Chihuahua, Chih., a 1 de julio del 2026.- Mientras la violencia armada continúa azotando regiones como la de Tutuaca, Aldama y en regiones de la Sierra Tarahumara principalmente en Madera, Guadalupe y Calvo, Carichi, entre otras regiones del estado de Chihuahua, cuya violencia revela una tendencia preocupante a nivel nacional.

De acuerdo con el portal de datos de la Oficina de las Naciones Unidas contra la Droga y el Delito (UNODC), los casos de incautaciones de armas en México han experimentado un incremento exponencial en los últimos años.

Las estadísticas reflejan una realidad que escala sin freno:

En 2016, se contabilizaron 3 mil 677 casos de incautación de armas.

Para 2020, la cifra se disparó a 19 mil 775 casos, marcando un punto de quiebre en la disponibilidad de armamento en el país.

La tendencia al alza se mantuvo constante hasta llegar a los 23 mil 029 casos registrados en 2022, la cifra más alta en el periodo analizado.

Esta información de la UNODC expone una fractura profunda en la estrategia de seguridad nacional pues el aumento constante en el número de casos de incautaciones no solo evidencia la mayor presencia de armamento en manos de grupos delictivos, sino que plantea un cuestionamiento directo sobre la efectividad de las medidas de control en las fronteras y puntos estratégicos.

Si bien las corporaciones logran asegurar un mayor número de armas año con año, el hecho de que la cifra siga creciendo al cierre de 2022 sugiere que el flujo de armamento hacia el territorio nacional supera, con creces, cualquier esfuerzo de contención. Mientras el Estado celebra las incautaciones como un triunfo operativo, la realidad en las comunidades rurales —como lo vivimos en San Francisco de Borja— demuestra que la capacidad de fuego de los grupos delictivos no disminuye, sino que se ha consolidado como una amenaza constante que el sistema de justicia y seguridad aún no logra neutralizar.

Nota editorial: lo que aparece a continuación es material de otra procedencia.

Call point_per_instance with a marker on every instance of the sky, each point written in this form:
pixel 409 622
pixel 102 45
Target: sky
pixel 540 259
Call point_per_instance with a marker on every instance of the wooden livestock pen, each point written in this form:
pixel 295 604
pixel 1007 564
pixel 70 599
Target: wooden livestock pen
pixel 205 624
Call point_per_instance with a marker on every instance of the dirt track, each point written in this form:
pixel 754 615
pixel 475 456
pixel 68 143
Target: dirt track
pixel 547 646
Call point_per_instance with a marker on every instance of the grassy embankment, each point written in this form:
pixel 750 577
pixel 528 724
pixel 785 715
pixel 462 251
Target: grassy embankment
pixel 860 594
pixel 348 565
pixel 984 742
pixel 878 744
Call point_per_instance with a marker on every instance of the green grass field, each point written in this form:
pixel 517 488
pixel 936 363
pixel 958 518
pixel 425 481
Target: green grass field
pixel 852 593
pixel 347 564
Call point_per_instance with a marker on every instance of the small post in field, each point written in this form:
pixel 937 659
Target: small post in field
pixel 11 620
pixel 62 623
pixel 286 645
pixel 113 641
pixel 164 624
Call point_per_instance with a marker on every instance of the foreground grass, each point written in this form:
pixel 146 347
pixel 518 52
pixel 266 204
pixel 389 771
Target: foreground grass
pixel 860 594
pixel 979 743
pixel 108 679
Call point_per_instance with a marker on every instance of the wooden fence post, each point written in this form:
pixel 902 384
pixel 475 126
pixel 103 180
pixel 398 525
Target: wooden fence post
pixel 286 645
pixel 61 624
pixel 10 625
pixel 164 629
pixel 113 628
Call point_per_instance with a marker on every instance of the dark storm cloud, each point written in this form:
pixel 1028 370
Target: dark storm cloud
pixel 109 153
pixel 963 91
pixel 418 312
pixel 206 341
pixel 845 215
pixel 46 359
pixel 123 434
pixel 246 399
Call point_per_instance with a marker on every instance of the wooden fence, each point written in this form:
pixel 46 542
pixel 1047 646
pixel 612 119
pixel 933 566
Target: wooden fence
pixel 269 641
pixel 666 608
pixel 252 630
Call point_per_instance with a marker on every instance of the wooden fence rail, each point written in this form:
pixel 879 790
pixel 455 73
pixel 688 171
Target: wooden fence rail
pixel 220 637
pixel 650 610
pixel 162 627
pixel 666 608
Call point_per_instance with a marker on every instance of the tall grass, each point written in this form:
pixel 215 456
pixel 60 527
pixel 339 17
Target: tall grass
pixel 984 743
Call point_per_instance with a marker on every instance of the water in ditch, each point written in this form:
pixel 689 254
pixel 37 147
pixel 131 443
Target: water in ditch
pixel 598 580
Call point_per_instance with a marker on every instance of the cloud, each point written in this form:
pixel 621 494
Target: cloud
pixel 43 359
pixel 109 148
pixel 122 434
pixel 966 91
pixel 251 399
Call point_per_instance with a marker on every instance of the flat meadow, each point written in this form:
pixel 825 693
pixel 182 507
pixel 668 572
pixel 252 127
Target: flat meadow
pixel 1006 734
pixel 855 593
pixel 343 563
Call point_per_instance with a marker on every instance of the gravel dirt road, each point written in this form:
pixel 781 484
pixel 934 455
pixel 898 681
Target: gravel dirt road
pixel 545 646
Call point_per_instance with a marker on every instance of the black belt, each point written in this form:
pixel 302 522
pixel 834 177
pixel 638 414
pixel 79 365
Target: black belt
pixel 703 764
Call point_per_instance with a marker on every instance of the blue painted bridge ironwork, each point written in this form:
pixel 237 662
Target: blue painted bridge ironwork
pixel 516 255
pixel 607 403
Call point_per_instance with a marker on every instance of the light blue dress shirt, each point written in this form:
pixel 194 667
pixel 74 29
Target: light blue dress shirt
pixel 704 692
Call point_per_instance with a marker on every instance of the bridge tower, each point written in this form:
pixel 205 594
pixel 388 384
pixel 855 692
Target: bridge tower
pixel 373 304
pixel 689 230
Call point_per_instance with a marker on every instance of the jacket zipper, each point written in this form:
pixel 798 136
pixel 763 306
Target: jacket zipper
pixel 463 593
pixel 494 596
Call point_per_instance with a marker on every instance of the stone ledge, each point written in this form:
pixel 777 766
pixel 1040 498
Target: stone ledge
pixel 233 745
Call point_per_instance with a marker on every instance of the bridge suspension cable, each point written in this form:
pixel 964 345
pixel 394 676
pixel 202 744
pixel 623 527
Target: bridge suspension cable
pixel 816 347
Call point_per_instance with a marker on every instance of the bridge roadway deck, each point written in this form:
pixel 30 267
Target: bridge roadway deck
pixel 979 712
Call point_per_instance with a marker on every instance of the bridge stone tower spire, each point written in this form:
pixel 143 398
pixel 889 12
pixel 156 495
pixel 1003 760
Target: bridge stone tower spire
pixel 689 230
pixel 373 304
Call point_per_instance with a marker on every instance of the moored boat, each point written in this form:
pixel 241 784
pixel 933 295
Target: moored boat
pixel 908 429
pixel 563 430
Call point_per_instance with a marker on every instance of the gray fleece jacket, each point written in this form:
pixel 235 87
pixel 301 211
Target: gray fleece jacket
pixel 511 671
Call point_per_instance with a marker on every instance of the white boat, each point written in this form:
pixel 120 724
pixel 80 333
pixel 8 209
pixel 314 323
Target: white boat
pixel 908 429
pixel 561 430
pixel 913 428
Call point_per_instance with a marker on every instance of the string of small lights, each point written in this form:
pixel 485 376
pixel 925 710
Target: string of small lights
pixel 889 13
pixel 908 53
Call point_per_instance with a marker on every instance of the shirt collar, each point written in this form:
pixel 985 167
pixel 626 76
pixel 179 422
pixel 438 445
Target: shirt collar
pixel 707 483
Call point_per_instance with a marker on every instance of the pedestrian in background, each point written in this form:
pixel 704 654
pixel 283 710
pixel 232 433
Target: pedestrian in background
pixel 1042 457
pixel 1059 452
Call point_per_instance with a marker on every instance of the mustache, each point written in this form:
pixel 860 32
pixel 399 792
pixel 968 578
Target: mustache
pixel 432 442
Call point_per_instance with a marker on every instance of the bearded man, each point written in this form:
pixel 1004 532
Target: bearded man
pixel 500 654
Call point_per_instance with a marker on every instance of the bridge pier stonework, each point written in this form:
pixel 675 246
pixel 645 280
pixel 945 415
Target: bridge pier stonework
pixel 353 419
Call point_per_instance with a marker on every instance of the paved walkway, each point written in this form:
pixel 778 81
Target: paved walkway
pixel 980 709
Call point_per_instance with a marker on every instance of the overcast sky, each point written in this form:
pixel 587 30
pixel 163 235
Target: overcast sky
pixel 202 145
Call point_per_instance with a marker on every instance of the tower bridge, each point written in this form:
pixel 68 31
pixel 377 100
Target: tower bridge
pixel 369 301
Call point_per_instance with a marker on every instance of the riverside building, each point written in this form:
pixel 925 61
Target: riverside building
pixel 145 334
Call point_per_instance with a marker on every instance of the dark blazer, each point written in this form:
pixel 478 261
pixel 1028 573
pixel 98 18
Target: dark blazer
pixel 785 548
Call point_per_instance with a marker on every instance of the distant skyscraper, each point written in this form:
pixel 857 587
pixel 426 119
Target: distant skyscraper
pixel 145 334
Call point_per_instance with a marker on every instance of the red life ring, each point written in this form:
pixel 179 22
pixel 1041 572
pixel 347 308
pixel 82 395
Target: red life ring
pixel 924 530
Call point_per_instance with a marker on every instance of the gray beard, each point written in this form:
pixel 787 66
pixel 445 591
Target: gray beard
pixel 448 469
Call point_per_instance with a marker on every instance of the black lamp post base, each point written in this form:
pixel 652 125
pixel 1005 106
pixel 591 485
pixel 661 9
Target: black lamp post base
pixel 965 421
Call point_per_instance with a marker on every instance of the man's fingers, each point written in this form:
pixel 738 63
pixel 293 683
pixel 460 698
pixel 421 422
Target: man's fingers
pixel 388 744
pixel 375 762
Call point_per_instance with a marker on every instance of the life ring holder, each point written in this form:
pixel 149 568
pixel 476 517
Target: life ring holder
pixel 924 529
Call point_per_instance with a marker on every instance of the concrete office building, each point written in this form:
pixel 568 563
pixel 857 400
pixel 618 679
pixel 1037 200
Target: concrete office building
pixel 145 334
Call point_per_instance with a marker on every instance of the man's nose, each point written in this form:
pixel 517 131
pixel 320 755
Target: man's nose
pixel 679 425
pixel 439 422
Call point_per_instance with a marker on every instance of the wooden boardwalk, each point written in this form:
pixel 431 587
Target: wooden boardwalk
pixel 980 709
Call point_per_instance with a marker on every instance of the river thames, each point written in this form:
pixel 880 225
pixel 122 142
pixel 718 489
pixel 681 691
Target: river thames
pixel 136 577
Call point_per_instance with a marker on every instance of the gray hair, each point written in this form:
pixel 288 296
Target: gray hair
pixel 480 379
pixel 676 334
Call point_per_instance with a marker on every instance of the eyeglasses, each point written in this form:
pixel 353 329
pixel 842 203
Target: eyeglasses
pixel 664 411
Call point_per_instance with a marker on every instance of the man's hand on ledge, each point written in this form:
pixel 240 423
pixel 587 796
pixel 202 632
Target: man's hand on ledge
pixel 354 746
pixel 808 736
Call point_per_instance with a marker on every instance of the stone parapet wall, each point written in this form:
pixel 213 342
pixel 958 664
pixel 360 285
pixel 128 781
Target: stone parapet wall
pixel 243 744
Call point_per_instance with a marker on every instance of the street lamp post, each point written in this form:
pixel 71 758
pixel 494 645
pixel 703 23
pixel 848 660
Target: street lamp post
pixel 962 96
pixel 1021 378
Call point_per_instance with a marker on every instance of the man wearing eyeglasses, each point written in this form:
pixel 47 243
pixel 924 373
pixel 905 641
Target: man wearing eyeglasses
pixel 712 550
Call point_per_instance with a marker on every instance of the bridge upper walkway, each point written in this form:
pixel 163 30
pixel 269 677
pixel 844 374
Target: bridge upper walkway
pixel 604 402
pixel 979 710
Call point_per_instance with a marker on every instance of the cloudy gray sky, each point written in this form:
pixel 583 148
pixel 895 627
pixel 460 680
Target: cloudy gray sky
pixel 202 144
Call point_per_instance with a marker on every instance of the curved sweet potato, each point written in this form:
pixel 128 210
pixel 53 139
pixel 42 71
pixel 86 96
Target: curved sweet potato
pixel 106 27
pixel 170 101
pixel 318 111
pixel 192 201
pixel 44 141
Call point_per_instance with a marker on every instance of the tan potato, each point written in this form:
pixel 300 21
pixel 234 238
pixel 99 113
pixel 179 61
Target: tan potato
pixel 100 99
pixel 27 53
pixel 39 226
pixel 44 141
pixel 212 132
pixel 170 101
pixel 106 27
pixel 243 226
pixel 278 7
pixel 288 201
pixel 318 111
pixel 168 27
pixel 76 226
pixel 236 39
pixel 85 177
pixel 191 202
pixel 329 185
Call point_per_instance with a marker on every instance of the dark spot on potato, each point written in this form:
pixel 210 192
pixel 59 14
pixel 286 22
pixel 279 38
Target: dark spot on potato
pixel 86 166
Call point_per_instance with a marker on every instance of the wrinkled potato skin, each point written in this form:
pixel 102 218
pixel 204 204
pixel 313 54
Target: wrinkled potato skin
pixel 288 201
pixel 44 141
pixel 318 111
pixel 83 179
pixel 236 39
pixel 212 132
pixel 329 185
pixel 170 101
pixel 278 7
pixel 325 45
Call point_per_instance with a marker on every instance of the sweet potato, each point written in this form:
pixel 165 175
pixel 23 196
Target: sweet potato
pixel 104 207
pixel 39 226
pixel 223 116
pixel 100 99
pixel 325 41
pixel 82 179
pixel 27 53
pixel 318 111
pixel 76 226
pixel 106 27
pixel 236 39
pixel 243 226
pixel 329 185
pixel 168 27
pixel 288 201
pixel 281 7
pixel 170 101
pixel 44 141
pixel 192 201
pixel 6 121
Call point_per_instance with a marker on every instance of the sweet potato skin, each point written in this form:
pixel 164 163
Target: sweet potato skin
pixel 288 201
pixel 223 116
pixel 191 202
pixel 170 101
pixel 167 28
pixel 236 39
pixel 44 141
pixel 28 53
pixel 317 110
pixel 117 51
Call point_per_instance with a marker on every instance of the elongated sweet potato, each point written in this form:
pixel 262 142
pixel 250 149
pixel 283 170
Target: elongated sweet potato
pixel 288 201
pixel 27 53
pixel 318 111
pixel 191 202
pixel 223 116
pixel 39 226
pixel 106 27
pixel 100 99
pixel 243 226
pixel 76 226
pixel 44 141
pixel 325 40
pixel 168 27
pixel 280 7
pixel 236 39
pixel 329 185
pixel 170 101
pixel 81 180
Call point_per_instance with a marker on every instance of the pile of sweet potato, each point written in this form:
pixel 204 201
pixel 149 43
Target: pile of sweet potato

Según reportes recientes, entre octubre de 2024 y mediados de 2026, el Ejército y la Marina lograron un número histórico al confiscar más de 28 mil 000 armas de fuego. No obstante, este arsenal representa apenas una fracción del flujo constante que ingresa anualmente al territorio nacional.

El problema, que crece de manera silenciosa, tiene una raíz clara: entre el 70% y el 90% de las armas aseguradas en el país provienen de Estados Unidos, lo que ha llevado a las autoridades mexicanas a insistir en la necesidad de un mayor control en la frontera norte.

La estrategia de incautación ha sido especialmente intensa en estados como Sinaloa, Sonora, Michoacán y, de manera constante, Chihuahua, entidad que se mantiene en los primeros lugares a nivel nacional en decomisos. La gravedad del desafío aumenta ante la sofisticación del armamento asegurado; los informes señalan que los grupos criminales no solo utilizan armas cortas, sino armamento de grado militar, incluyendo lanzacohetes y ametralladoras provenientes de diversos mercados internacionales y zonas de conflicto.

Más allá de la violencia, el tráfico ilícito se sostiene como un negocio altamente lucrativo para el crimen organizado transnacional, cuyo flujo constante de recursos y armas tiene un impacto severo en la seguridad pública.